Une vague d’introductions en Bourse au Kazakhstan

dimanche, 06.10.2019

Jean-Paul Periat*

Jean-Paul Periat.

Fort d’une économie dynamique et plus diversifiée, d’une croissance de 4,3% du PIB sur les 8 derniers mois, le Kazakhstan, souvent qualifié de «locomotive de l’Asie centrale», annonce une nouvelle vague de privatisations qui devrait inclure des entreprises stratégiques du pays.
Ce plan d’introductions en Bourse, initié en 2016 devrait être achevé en 2020. Il concerne quelques 170 entreprises kazakhes dont 29 grandes entreprises. Le but de ces privatisations est de réduire la part de l’Etat Kazakh dans l’économie du pays, de stimuler cette dernière et d’encourager les investissements étrangers au Kazakhstan.
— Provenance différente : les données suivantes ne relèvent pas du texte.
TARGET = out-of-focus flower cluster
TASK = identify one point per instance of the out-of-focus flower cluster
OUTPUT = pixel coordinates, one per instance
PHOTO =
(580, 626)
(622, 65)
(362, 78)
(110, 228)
Les entreprises qui feront l’objet d’une IPO à partir de cet automne, sont détenues par le fonds souverain du Kazakhstan, Samrouk-Kazyna dont les actifs sont de l’ordre de 67 milliards de dollars. Il s’agit notamment de Kazakhstan Temir Zholy, Kazpost, KazMunayGas, ou encore Air Astana. A l’heure actuelle, l’ensemble des entreprises détenues par l’Etat représentent quelque 60% du PIB du pays et l’un des buts des efforts de privatisation actuels est de ramener cette part à 15%.   
Au cours des 20 dernières années, le Kazakhstan a privatisé de nombreuses d’entreprises clés  dans les secteurs de l’énergie, des transports et des communications. De janvier 2016 à mars 2019, conformément au plan de privatisation, 464 entités ont été cédées pour un montant global de 284 milliards de tengués (KZT), soit environ 735 millions de dollars.
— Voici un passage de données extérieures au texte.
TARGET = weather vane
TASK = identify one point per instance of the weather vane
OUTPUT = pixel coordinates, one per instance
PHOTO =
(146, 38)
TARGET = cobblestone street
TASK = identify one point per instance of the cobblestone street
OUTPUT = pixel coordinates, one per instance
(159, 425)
L’introduction en bourse la plus emblématique a été celle de Kazatomprom, le leader mondial de la production d’uranium. Effectuée en novembre 2018 et souscrite 1,7 fois, cette émission de 15% des actions de l’entreprise a permis de lever 451 millions de dollars, valorisant le total des ­actions de KazAtomProm à quelque 3 milliards de dollars. Ces titres ont été acquis par 49 investisseurs étrangers, 17 entreprises locales et 2700 citoyens kazakhs.
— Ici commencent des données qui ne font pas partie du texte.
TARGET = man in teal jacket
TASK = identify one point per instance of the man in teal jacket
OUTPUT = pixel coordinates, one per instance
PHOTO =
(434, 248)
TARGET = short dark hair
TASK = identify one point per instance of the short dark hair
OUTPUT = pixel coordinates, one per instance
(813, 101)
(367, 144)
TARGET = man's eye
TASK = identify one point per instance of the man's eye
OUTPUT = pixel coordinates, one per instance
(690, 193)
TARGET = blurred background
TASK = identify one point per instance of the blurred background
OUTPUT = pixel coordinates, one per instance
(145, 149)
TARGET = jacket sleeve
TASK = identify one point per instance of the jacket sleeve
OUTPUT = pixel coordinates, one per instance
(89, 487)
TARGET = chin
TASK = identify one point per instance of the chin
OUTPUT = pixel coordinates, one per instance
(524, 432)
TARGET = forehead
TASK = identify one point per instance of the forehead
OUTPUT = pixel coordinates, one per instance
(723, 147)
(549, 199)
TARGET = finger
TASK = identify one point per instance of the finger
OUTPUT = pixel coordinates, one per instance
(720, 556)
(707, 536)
Les objectifs du fonds souverain sont clairs: ces privatisations permettront d’injecter de nouvelles liquidités afin de favoriser les transferts de capitaux et de technologies au sein des entreprises, d’en améliorer la gouvernance et la transparence, ainsi que de favoriser le développement et le rôle de la nouvelle bourse internationale du Kazakhstan (AIX), ouverte en novembre 2018.
De nombreuses offres publiques d’achat sont programmées fin 2019 et courant 2020. Deux fleurons de l’économie Kazakh  devraient être proposés cet automne: Air Astana, la compagnie aérienne officielle du Kazakhstan et Kazakhtelecom, la plus grande entreprise de télécommunication du pays.  
En 2020, Kazakhstan Temir Zholy (entreprise ferroviaire nationale), KazMunayGas (compagnie nationale de gaz et de pétrole), KazPost (la poste Kazakh)  et Samruk Energy (producteur d’électricité), ainsi que Tau-Ken Samruk, (société minière productrice de zinc, cuivre, or et argent notamment) seront partiellement privatisées via AIX et le London Stock Exchange.
Afin d’attirer des investisseurs de qualité, la dette de ces entreprises a été restructurée, la gouvernance améliorée et les équipes dirigeantes renouvelées. Créer un environnement favorable est clé pour que les meilleurs investisseurs de ces différents secteurs puissent participer au développement de ces entreprises et apporter par la même occasion les faire bénéficier de leur expertise.
Cette prochaine vague de privatisations offrira à l’investisseur une opportunité unique de participer au développement et à la croissance d’un pays dont la superficie est équivalente à celle de l’Union européenne et qui dispose de réserves de matières premières parmi les plus importantes du monde.
Par ailleurs, selon le dernier rapport de la Banque Mondiale, «Doing Business in Kazakhstan 2019», publié en juin dernier, la rapidité de mise en place des réformes a entraîné une amélioration du climat d’affaires, la réduction des barrières administratives et des coûts.
C’est ainsi que le Kazakhstan est parvenu à se classer 28e rang sur 189 dans le rapport 2019 Doing Business.